Всему своё время - стр. 53
Подняв голову, он прислушался к резкому гортанному крику, раздавшемуся неподалеку, – кричала какая-то крупная птица со скандальным характером. Птица вскрикнула еще раз, и Рогозов, не выдержав, вздрогнул: настырным и зловещим был этот вскрик, в нем определенно был сокрыт какой-то знак, будто птицей этой руководила некая высшая сила.
Усмехнулся Рогозов – в бога он не верил. Тогда чего же он испугался?
Впрочем, странную встревоженность, охватившую его, нельзя было назвать испугом, Рогозов даже не мог объяснить себе, что это такое. Словно бы повинуясь какому-то неведомому приказу, он медленно повернул голову, цепляясь глазами за каждый предмет, уплывающий назад, за цветы и пыльные придорожные былки[2], кусты, увидел неподалеку, на высокой светлой горбине, памятник с блестящей, недавно подновленной звездочкой, ровную аккуратную ограду, сколоченную из оструганных реек, колкие тяжелые лапы сосен, тянущиеся к памятнику. Попытался что-то вспомнить, наморщил лоб, напрягая память, но ничего не вспомнил, свесил голову, снова погружаясь в угрюмое молчание, скользя глазами по пыльным куртинам, замшелым придорожным валунам, сырым, не пропадающим даже в жару пятнам земли – в этих местах били глубинные ключи, либо же вплотную к проселку подступала болотная прель.
Его абсолютно не тревожило будущее, жизнь, которую он должен был прожить. Он не знал, куда его везут – это совсем не волновало, – хотя понятно было одно: отныне ему предстоит поселиться в этих краях. Может быть, его расстреляют? Это Рогозова тоже не тревожило – меньше мучений будет.
Впрочем, рогозовские губы тронула легкая, едва приметная улыбка: стоило его везти для этого за тысячу верст, девять граммов свинца могли найти и в тех глухих местах, где он был взят чекистами. Не-ет, вряд ли кого повезут в такую даль – вначале на барже по реке, теперь вот по проселку, – чтобы расстрелять. Вряд ли.

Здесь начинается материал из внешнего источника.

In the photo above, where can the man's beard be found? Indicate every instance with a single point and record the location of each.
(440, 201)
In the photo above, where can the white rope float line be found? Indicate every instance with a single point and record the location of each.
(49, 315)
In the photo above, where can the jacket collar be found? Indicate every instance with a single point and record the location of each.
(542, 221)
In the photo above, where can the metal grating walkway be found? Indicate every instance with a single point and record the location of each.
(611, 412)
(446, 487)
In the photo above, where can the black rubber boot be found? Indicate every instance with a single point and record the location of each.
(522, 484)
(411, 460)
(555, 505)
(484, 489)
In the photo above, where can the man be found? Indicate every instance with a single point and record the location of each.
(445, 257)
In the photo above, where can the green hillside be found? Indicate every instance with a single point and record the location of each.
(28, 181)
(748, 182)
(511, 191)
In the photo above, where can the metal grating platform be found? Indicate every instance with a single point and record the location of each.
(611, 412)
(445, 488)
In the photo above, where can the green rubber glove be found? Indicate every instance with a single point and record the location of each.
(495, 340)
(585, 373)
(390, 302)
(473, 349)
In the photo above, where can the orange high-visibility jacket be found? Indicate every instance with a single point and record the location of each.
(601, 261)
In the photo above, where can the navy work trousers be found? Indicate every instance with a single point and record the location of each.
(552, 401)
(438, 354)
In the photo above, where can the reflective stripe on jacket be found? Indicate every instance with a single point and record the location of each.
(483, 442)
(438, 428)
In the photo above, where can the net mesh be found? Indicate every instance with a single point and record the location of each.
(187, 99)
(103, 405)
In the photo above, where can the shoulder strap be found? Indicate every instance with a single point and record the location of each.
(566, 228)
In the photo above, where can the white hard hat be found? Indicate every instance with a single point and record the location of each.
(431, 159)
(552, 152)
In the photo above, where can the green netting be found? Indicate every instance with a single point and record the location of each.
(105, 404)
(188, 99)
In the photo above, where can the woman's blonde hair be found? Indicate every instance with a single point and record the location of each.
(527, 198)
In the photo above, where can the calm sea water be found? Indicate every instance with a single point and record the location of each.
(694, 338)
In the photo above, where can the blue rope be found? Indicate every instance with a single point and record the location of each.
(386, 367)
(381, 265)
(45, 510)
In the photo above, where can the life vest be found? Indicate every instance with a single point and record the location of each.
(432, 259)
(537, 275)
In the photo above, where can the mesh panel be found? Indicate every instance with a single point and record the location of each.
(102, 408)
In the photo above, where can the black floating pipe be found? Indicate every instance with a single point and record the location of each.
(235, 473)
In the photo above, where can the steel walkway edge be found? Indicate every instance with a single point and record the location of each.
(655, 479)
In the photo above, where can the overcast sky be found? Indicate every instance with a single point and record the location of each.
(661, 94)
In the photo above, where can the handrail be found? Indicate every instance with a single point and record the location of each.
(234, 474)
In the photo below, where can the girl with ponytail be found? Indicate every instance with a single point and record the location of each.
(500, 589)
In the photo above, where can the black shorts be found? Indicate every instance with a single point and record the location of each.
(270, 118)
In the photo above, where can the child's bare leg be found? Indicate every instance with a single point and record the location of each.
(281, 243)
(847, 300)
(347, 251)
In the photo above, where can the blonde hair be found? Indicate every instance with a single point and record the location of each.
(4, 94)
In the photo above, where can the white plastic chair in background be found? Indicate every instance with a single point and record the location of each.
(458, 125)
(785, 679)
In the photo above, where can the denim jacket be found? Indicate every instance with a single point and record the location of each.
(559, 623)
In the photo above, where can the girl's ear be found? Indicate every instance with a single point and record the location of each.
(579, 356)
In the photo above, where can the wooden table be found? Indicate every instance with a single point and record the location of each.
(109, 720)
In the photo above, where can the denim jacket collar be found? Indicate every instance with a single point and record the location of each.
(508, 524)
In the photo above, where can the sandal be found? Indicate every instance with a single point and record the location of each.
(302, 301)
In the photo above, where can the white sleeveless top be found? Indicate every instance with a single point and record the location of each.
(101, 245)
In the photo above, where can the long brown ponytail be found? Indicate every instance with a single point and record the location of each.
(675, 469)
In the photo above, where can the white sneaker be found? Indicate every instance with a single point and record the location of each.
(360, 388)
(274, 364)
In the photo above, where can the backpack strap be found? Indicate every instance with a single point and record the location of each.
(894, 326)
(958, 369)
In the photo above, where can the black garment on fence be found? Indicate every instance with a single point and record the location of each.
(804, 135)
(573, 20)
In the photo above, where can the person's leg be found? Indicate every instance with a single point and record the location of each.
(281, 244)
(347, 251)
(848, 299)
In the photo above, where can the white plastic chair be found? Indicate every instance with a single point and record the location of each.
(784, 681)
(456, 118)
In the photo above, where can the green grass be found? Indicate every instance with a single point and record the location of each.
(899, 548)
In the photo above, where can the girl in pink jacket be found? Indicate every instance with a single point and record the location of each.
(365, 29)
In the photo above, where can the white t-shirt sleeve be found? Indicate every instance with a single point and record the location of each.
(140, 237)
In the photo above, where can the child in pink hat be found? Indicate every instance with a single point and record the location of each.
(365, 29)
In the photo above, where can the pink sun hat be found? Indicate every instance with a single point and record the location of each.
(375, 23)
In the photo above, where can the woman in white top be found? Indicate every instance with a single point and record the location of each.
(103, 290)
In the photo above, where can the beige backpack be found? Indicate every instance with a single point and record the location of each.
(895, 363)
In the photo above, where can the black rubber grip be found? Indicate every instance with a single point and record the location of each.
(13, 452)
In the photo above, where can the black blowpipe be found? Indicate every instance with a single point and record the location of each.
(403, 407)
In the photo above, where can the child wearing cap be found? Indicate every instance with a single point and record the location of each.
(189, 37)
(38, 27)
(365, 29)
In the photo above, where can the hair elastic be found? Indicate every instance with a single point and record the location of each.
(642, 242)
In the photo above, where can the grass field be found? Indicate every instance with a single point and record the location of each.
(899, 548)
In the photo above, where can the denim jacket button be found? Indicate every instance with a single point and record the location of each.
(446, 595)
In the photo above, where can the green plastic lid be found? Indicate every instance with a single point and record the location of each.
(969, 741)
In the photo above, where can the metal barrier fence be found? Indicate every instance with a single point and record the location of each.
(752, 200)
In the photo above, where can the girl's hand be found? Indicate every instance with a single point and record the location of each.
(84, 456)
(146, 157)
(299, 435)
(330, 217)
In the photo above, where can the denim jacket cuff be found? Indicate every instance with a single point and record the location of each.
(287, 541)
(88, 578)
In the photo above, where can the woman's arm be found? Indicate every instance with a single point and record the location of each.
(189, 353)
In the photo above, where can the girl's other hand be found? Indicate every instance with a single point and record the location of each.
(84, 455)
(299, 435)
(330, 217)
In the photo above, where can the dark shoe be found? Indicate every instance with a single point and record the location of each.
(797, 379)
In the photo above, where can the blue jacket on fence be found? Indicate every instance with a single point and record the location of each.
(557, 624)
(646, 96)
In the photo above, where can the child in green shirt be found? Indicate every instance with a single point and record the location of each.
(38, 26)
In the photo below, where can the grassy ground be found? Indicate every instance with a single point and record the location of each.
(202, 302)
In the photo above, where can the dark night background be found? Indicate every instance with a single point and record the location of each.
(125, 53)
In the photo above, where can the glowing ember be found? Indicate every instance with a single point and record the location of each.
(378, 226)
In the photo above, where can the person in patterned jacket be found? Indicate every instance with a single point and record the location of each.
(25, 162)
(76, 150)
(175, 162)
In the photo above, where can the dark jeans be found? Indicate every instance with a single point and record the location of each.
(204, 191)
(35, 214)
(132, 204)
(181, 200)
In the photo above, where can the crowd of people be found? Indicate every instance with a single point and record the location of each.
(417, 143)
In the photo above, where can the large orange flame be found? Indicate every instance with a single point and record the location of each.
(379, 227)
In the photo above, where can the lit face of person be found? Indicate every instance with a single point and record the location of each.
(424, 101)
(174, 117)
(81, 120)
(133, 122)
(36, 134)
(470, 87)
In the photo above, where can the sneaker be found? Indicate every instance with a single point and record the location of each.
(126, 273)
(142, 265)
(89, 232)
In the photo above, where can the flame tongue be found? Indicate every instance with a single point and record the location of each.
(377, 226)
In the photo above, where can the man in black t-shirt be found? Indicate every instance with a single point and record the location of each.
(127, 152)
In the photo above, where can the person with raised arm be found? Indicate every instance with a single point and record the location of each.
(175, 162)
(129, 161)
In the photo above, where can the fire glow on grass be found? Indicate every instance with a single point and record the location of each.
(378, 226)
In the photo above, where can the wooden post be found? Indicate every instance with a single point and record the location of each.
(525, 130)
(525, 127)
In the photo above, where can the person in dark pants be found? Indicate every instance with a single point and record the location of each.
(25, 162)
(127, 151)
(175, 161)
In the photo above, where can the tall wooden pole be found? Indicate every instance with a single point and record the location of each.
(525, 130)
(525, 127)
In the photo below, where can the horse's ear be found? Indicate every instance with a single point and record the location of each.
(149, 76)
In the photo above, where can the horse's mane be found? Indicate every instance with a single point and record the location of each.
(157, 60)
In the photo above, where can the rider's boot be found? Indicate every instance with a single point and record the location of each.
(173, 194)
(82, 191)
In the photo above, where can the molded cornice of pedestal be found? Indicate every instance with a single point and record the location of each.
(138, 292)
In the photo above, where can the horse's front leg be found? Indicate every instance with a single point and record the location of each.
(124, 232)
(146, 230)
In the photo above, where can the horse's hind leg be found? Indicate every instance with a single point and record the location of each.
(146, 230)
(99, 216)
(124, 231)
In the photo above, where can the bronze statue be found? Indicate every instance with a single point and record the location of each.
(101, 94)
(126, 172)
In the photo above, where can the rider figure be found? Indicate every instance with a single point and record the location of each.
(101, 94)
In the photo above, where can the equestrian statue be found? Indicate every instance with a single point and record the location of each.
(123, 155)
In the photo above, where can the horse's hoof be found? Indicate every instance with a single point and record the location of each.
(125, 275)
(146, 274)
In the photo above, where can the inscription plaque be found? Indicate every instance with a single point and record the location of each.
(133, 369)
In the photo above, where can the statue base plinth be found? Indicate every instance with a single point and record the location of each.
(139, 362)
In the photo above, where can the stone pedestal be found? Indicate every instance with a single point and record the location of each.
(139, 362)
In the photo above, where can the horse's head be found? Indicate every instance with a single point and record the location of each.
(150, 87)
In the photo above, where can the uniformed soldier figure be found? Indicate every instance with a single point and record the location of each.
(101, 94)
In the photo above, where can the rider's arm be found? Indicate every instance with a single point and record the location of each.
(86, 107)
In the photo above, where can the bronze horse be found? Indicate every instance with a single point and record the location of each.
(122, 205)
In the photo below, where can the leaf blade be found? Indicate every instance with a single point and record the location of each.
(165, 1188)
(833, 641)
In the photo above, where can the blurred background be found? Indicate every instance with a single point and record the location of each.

Дорога сверзлась вниз, круто пошла в распадок, между мощными сосновыми стволами виднелся глухой черный кустарник, холодный и сырой, и Рогозов подумал, что, может быть, соскочить сейчас с телеги и побежать в этот распадок. Милиционеры обязательно палить будут по нему, поймает он пулю, ткнется лицом в землю и тихо умрет – и никаких тогда мучений, никакого будущего, останется одно лишь прошлое.
Но и эта мысль оставляла его равнодушным, не было у него ни сил, ни желания бежать, подставлять спину пуле. Хотя желание, чтобы все скорее кончилось, не угасало в нем.
Они еще трое суток двигались на север от села, преодолев по извилистому, петляющему среди болот проселку примерно полторы сотни километров, пока в предзакатном розовом сумраке храпящие усталые лошади не остановились у прочных, добротно сколоченных ворот, рядом с которыми находилось кривобокое растрескавшееся зимовье, приспособленное под сторожку. Налево и направо от зимовья уходил высокий острозубый забор – тоже, как и ворота, добротно сработанный, поверху увенчанный тремя нитками колючей проволоки.